The bitter taste of fear filled Hilde’s throat. The arrow that felled Captain Hollerman brushed close enough that she felt the wind of its passage. A great gout of blood sprayed from the Captain’s lips and then soldiers were dragging the stricken man back towards the wagons, around which the soldiers instinctively formed. The great wooden shapes were a bastion of civilization, however illusory.
Hilde looked down the winding forest path. There was just a chance that if she struck her heels to the horse's flanks she might escape the ambush while the beastmen were focused on the other soldiers. Hot disappointment flooded through her mouth as a group of gangling creatures rushed from the trees onto the road in front of her, closing of her escape. The blew a variety of gnarled animal horns, whether signaling or merely for the joy of it, she couldn’t tell.
“Shyalla keep me,” she whispered, more in desperation than in hope. Somewhere down the line of the caravan a man was shouting orders. It seemed to break the spell of surreal terror that gripped the soldiers. The shrieking chaos took on more order and the heavy sound of shields slapping against shields raised a counterpoint to the screams and howls of the enemy.
Sensing that whatever slender hope of salvation there way lay in that direction, she sawed at the regins hauling the reluctant horse around. The animal screamed as an arrow, fletched with filthy crow's feather, struck it in the haunch. Cursing, she hammered the animal's flank with her heals, sending it racing down the trail in a staggering run.
Ahead of her a knot of grotesque beastmen broke the treeline, hacking into the stragglers who had not yet been able to form up. She saw a goatfaced beastman slit the throat of a wounded halberdier and lap the blood gushing down the front of his uniform. A dying Reiklander, Franz, a swordsman whom she had always hated, stabbed the creature through the stomach with a long knife. His face was drawn and she realized he was clutching the squirming masses of his own intestines with one hand.
For a second she thought she would reach the temporary safety of the shield wall, but with a suddenness that was shocking even in the whirl of battle, a great axe crashed down on her steed's neck. A shower of hot liquid sprayed her as the ugly iron weapon bound in the horse's flesh. The wielder was a great minotaur with a snake like tounge. Its mass was sufficient to check even a galloping horse and suddenly she was flying forward through the air. Pain exploded through Hilde’s body as she smashed into the ground, the breath expelling from her chest in a dull whump. For long moments she could do little but gasp for air even as she saw the gigantic minotaur rush towards her. With a desperate yelp she pulled a pistol from her belt, pulled back the hammer and fired. The harsh crack-pop of the weapon seemed a faded and washed out thing in the screaming confusion of the battle, but the minotaurs knee exploded in a gout of blood and cartilage. With an oddly bovine scream the beast toppled to the ground, the thud of its impact shaking leaves from the trees. Still it dragged itself towards the defenders intent on murder and feeding.

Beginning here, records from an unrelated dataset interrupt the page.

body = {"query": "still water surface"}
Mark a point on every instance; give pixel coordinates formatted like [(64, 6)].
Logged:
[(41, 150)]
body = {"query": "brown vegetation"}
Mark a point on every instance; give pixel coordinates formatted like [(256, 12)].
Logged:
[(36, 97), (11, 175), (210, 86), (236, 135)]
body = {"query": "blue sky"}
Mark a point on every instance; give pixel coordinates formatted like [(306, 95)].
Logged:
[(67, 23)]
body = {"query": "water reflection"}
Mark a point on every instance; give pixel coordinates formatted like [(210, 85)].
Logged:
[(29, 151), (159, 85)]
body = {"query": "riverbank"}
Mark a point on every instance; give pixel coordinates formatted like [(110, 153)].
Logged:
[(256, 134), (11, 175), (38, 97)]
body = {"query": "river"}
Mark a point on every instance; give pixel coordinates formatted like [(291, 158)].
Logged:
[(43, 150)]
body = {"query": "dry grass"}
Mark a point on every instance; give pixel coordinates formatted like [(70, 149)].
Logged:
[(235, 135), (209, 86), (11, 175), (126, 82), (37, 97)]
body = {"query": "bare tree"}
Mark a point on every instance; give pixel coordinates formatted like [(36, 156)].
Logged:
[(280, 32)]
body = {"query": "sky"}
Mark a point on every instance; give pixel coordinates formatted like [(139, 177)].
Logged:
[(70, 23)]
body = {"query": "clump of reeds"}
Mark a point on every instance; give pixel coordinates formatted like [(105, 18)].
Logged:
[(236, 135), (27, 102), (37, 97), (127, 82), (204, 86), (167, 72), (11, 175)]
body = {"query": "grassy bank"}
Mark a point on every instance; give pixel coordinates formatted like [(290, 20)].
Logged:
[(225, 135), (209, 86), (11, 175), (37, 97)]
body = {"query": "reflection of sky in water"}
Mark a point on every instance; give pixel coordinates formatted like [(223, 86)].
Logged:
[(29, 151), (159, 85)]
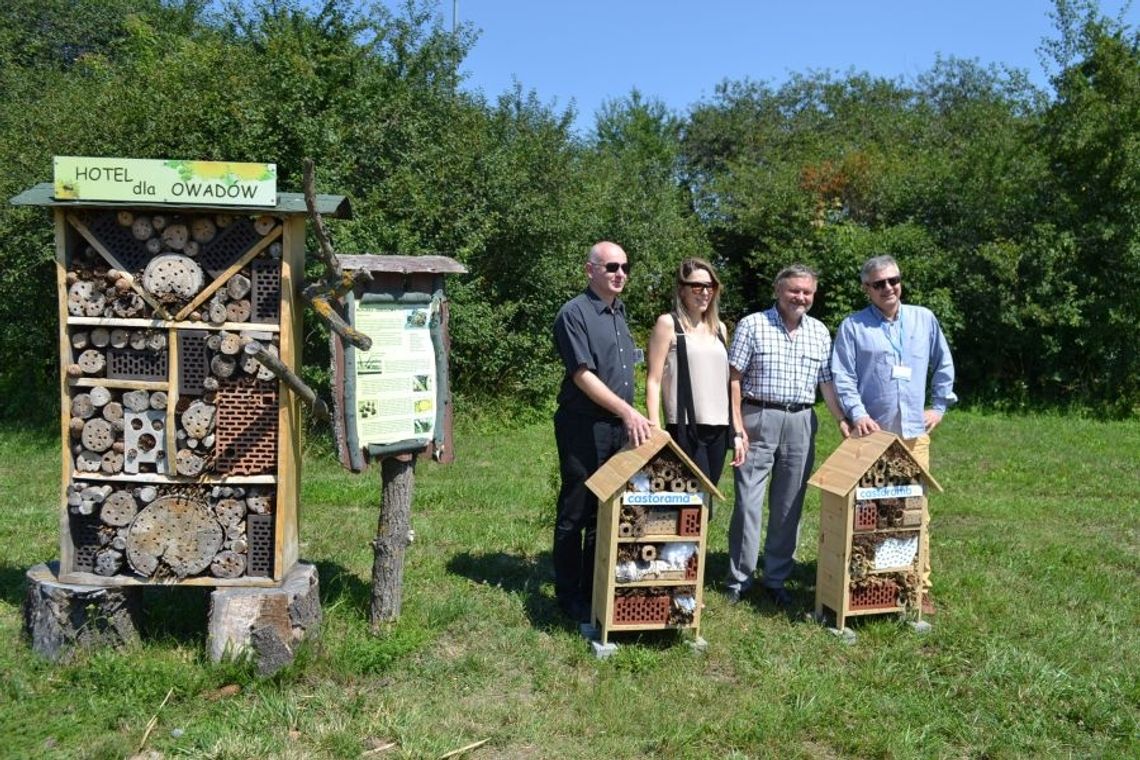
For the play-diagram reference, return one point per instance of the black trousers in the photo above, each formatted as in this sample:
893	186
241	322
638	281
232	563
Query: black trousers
584	446
709	449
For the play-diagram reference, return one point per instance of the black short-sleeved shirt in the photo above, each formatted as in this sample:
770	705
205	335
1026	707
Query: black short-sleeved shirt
588	333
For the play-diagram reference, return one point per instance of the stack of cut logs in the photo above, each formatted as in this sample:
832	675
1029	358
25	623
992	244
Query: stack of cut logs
100	291
894	467
116	431
170	531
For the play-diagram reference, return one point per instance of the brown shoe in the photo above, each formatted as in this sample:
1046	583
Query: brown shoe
928	607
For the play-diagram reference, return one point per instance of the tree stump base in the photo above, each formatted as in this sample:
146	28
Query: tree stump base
266	623
63	619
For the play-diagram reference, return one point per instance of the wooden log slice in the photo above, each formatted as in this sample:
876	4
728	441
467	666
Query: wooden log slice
172	274
230	344
228	564
174	534
108	562
82	406
97	435
113	411
112	463
222	366
265	225
141	228
176	236
91	361
259	503
238	286
198	419
119	509
238	311
217	312
88	462
156	341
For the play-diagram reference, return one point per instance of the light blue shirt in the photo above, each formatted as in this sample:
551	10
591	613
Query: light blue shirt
866	350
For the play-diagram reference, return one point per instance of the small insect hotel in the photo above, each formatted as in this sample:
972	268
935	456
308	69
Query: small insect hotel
180	446
652	531
873	519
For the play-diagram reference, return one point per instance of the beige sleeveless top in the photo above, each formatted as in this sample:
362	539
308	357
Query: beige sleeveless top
708	369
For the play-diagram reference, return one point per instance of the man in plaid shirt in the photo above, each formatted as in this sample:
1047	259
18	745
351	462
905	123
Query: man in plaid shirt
778	359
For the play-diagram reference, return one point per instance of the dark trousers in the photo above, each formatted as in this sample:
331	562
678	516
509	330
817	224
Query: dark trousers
708	450
584	444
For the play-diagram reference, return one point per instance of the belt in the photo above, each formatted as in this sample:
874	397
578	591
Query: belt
781	407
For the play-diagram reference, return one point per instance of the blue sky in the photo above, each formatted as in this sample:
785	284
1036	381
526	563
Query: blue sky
677	50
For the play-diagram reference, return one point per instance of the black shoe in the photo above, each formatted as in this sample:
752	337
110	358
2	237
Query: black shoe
779	597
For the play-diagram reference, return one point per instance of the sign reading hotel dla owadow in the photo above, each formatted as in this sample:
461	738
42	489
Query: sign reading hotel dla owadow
156	180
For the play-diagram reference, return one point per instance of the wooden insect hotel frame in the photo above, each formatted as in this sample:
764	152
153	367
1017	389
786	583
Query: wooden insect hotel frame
652	533
180	449
873	522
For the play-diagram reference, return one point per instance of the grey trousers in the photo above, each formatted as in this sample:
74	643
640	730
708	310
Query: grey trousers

“Shayalla,” Hilde moaned and started to crawl towards the wagons, her mind unable to even consider reloading the weapon.
A black armored hand reached down and seized her by the back of the neck, lifting her into the air like a sack of grain. The chaos warrior laughed like mountains cracking, holding her aloft like a trophy. He called something in his vile language which, thankfully, she didn’t understand. Then he spoke a single word she did recognise. Slaanesh. The blasphemous name of the Chaos Prince of Pleasure. Hilde’s mind seemed to flee her body, though she felt herself screaming. She was back in the covenant, the night the armed men had come. She was praying to Shyalla for mercy, but no mercy came, not that night, or for many more nights until Dieter and his pistoliers had caught the northmen and their captives on the march.
Time seemed to elongate and she was staring down at the intricately designed black armor, its seductive carved runes made her eyes water, it's brass adornments grotesque and baroque. She could even smell the odd musky perfume of the warrior, something like incense mixed with blood and other, less identifiable scents. Then the warrior suddenly staggered back, half a dozen plate sized dents appearing in his armor and he fell to his knees, his grip slackening. Something, not blood, leaked from the joints of his armor. The beast men around the warrior fell like mown wheat, punched from their feet as if by invisible fists.
Her knees hit the ground with a painful crunch and she was suddenly scrambling towards the cloud of stinking smoke around the handgunners. One of the soldiers reached forward and grabbed her as she neared, hauling her into the line of men. He was a slightly older man with a scarred face. She had seen him around but not spoken more than a few words to him.
“There are a dozen Chaos warriors back in the woods,” she shouted, instinctively raising her voice around the firearms. She pulled her second pistol from her belt and pulled back the hammer.